Whilst we do not defend or endorse China’s business model, we do believe that over

the next five years, increasing number of other countries would start resembling

China, not because either people or the governments think that it is the right business model,

but because increasingly there are no other palatable alternatives. We essentially view public

sector hyperactivity as politics responding to a popular desire for salvation by gradually

building ‘bridges’ towards the ‘new world’. At some stage societies, economies and

technology would broadly line up. At that point, productivity growth rates would significantly

accelerate. However, this could be several decades away and in the meantime alternatives to

public sector could be either war or even more extreme societal moves towards communism,

fascism or feudalism.

What about China itself? The truly ironic twist is that whilst the rest of the world is looking

for ways to imitate what essentially is a state-driven Chinese model, China (having practiced

it for two decades) is attempting to extricate itself from its debt-fuelled investment-led growth.

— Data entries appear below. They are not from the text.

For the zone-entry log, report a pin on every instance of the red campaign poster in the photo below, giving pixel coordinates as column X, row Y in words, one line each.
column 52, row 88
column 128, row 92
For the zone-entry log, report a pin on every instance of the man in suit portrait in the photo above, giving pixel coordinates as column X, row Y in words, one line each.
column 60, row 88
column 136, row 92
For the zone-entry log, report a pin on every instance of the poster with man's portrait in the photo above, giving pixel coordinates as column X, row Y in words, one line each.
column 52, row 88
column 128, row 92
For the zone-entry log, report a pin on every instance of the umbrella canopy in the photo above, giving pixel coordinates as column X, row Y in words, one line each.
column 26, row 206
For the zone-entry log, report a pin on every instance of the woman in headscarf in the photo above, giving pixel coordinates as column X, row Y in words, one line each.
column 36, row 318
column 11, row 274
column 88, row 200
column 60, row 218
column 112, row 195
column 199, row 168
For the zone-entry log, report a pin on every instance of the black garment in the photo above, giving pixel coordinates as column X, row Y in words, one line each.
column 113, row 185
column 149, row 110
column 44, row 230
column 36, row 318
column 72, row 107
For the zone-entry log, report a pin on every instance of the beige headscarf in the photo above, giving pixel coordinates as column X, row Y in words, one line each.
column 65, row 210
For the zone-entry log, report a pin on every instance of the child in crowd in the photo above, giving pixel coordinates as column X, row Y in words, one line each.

Unfortunately, having embraced public sector activism, it is almost impossible to exit, as

private sector and its signals atrophy and have difficulty standing on their own feet (witness

the challenge the West experienced in the 1970s-early 80s in exiting its own period of state

dominance and resultant stagflation).

In our view, the key challenge facing China is how to reduce importance of supply and value

chains that are likely to become much less valuable and how to accumulate sufficient ‘social

and human’ capital. As discussed in our recent note (What caught my eye? v.56 - Capital –

Time for a vegetarian diet? 11 May 2016), we believe that the key for China over the next

several years is to alter where it invests. Instead of acting as project managers, the state

should act as a steward of national resources. This involves investing in ‘small buckets’ that

accumulate into oceans, rather than focusing on large projects. The investment flows also

needs to be re-directed into ‘softer areas’, rather than infrastructure or real estate.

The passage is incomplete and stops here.